"Aggravé par la récidive"

« Aggravé par la récidive »…

(passage chez Bernard Roudet)

"J’ai souvent pensé que si Jésus-Christ paraissait aujourd’hui sur le banc des accusés, il se trouverait quelque procureur qui démontrerait que son cas est aggravé par la récidive."

Baudelaire « Du vin et du haschisch » Les Paradis artificiels

Comment ne pas penser à Baudelaire pour une exposition que Bernard Roudet intitule Opium et qui présente une très grande série de flacons?

On est allé le voir dans son atelier – mais son atelier était vide et les bols de peinture desséchés, ce qui le rendait triste (« ça ne vit pas !») pour cause d’épisode sur béquilles, épisode qui l’a obligé à travailler à domicile et à écrire un roman policier, qui paraîtra en même temps que l’exposition à Alter-Art.

On comprendra que le bonhomme est du genre contemplatif …

En tout cas on nous avait dit « Prenez du temps, il aime discuter.», mais on n’avait pas prévu le café, le verre de blanc à l’apéro, le copain peintre complice qui lui peint les couvertures de ses livres… bref, tout un monde prêt à nous accueillir avec générosité, curiosité, vitalité et rire communicatif.

On dira : pourquoi parler du bonhomme, et qu’importe le flacon pourvu qu’on ait l’ivresse.

Eh bien, justement, parce qu’on voit mal comment on sépare ici l’un de l’autre…

«Dans notre chienne de vie, où on s’emmerde pas mal, on est tous des héros.» Les héros, c’est le titre d’une série précédente. Et c’est bien ce qui semble intéresser l’artiste ; son sujet c’est l’homme, enfin ce qu’il peut nous rester d’humanité…

Ce pourquoi les flacons nous parlent des paradis artificiels, car le paradis artificiel c’est aussi « l’opium du peuple»; Bernard nous rappelle qu’on est à la veille d’une élection présidentielle et qu’il s’agit de nous rendre bien «réceptif», mou et amnésique. : état d’euphorie suivi d’une phase stuporeuse, amenant l’oubli et causant un engourdissement moral et intellectuel tout à fait dans l’air du temps».

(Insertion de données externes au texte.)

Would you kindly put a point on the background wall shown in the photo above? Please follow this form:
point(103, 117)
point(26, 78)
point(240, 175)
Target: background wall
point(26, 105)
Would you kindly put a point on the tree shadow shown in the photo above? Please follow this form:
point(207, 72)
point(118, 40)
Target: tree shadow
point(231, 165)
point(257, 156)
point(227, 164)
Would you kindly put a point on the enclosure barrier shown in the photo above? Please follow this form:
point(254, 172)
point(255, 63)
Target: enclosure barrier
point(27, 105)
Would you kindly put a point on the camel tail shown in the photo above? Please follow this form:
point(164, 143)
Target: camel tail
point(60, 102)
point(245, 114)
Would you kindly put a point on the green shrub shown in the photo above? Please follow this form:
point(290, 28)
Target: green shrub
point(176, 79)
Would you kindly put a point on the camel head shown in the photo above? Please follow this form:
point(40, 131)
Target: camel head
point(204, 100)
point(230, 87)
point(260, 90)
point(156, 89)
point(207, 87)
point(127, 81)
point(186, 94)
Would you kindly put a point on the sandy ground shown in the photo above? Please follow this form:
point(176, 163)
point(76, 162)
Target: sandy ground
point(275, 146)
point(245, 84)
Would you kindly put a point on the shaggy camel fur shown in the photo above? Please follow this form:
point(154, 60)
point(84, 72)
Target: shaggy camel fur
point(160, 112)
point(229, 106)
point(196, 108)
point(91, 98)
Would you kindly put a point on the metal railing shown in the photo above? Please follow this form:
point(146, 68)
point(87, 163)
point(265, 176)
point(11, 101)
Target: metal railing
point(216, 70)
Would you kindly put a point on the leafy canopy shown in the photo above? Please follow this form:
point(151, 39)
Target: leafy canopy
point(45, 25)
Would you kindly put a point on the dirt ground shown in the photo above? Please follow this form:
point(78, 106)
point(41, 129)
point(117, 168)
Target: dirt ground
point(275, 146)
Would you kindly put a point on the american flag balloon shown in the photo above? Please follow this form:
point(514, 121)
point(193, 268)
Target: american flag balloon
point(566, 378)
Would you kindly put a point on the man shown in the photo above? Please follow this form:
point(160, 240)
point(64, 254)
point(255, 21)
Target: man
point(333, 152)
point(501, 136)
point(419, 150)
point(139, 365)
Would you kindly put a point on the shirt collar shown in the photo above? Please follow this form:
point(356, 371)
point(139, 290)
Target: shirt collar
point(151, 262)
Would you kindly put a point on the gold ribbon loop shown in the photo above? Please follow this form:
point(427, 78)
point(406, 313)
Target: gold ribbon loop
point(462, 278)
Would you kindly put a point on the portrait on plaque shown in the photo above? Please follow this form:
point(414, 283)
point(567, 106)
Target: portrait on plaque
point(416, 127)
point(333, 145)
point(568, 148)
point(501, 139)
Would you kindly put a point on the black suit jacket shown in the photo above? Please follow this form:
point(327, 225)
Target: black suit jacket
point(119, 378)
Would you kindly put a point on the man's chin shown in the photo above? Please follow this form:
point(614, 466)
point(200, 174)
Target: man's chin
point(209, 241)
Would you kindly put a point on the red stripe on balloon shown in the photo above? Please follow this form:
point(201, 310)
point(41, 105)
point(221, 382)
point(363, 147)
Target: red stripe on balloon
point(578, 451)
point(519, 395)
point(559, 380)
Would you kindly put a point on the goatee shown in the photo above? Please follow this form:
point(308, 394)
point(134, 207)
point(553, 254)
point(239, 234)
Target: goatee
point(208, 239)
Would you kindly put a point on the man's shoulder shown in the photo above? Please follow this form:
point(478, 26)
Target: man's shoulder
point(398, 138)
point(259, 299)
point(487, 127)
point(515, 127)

D’abord sombre, la série de toiles a émergé progressivement dans le monde de la couleur, pour prendre une forme de plus en plus minimale.

Roudet nous dit qu’il a commencé par faire ce dont il avait envie pour acquérir une technique au fur et à mesure. Il sculptait ses totems à la tronçonneuse.

Pour terminer, encore Baudelaire1 :

"Un jour, sur un trottoir, je vois un gros rassemblement ; je parviens à lever les yeux par dessus les épaules des badauds, et je vois ceci : un homme étendu sur le dos, les yeux ouverts et fixés sur le ciel, un autre homme, debout devant lui, et lui parlant par gestes seulement, tous les deux ayant l’air animé d’une prodigieuse bienveillance. Les gestes de l’homme debout disait à l’intelligence de l’homme étendu : « Viens, viens encore, le bonheur est là, à deux pas, viens au coin de la rue . Nous n’avons pas complètement perdu de vue la rive du chagrin, nous ne sommes pas encore au plein-mer de la rêverie ; allons, courage, ami, dis à tes jambes de satisfaire ta pensée."

Souhaitons à Bernard Roudet sept vies (Il fut d’abord musicien, puis ingénieur, enfin sculpteur et peintre, le voici écrivain), comme les chats.